They met their first prisoner a few dozen paces beyond the staircase. As the light of the lantern glanced along another set of bars, a scrap of shadow shifted, scrambling up. Knobby knees stuck out under the remains of what might have once been trousers, a dirty shirt hanging off the top of his body. A massive beard twisted on his cheeks, falling halfway down his tunic. A thin hand came up, shaking as it tried to ward the light from its owners eyes, but at the same time, the man tried to catch a glimpse of the light.
In the next cell, there was another unfortunate, and another in the next with a few more beyond, all crowded into one cell. A woman was in the next one, her face thin in the light of the lantern. She squinted against the light, just as her fellow prisoners had done. Jakov stopped dead, staring at her.
Her hair was dark and tangled, her face pointed and, perhaps pretty once, her skin perhaps once darker. She extended a hand through the bars, a hand that had known privation before the prison. She was Yahafin. Jakov took a step toward her, hand fumbling for the key, hoping to find it, hoping to let her free, but a heavy hand landed on the back of his coat and pulled him back around.
“Ya can’t go lettin’ ‘em all out, boy.” Till growled. “We’re on a mission, ain’t we?”
“Kojnebi,” the woman called out as loudly as she could. It came out as little more than a whisper between her cracked lips.
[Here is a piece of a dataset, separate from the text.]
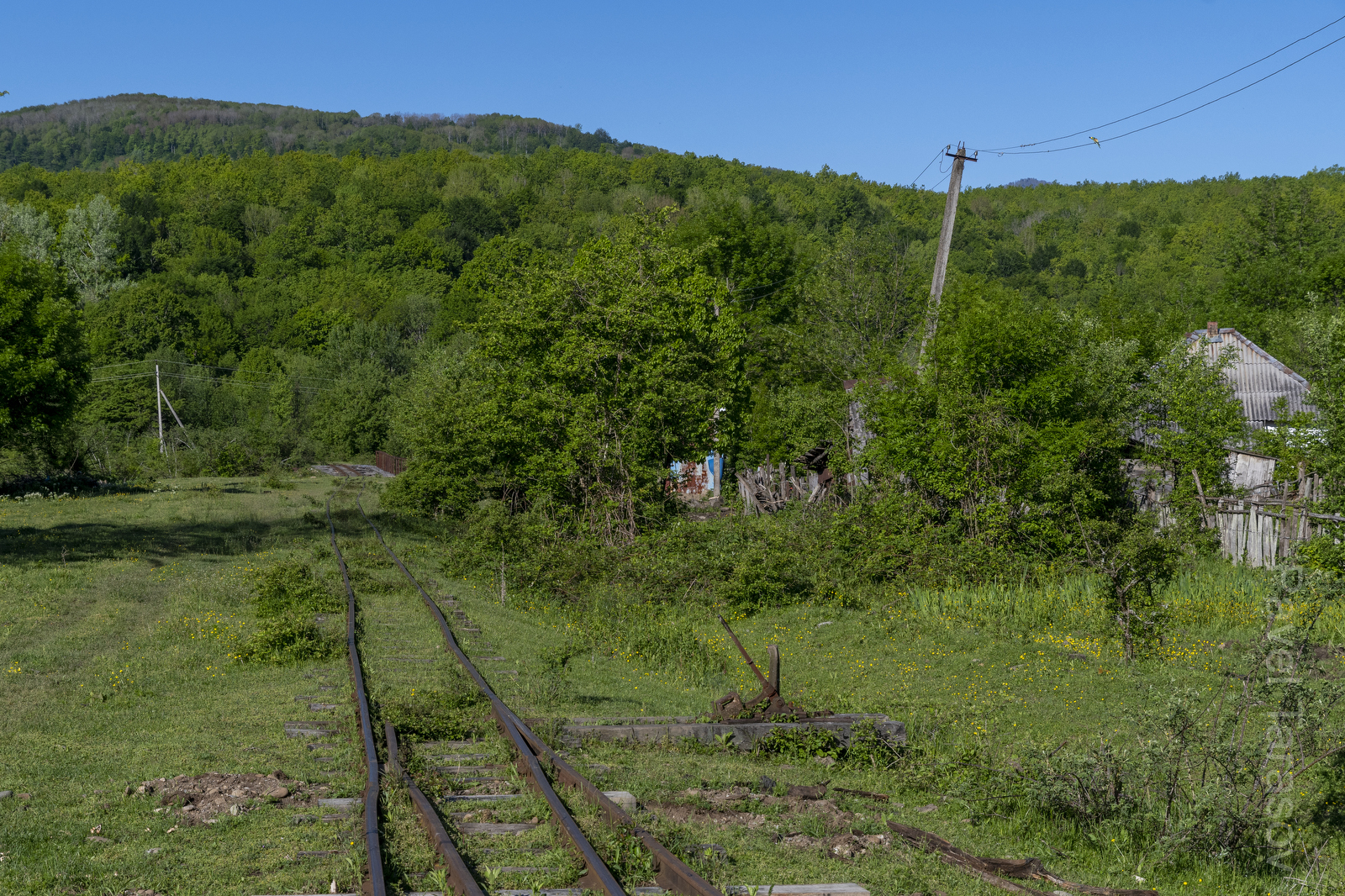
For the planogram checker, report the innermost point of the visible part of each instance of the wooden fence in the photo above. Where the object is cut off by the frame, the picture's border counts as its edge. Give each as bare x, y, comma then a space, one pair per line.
1268, 526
Her hand trembled as it stretched towards him, begging, pleading with him. “Kojnebi.”
“I’m sorry. I’m so sorry,” he murmured back as Till put him back on the path and gave him a none-too-gentle shove forward. He glanced back once, just as the light fell away—she had sunk down to the ground, her dark eyes still looking after him, pleading.
Jakov’s body felt empty as he walked through the dungeon. People looked up at him from their cells. Some had torches burning on the walls opposite, evidence of the guards they’d not yet seen. Some seemed newer to the prison, not yet completely broken, with enough energy to scramble up and try to attract the newcomers’ attention. Most just lay on the floor, managing to lift their heads or open their eyes. Some could summon only a weary twitch of their fingers.
Some lay still and cold, the pallor of their skin and the unnatural stillness of their forms evidence that they would never rise again.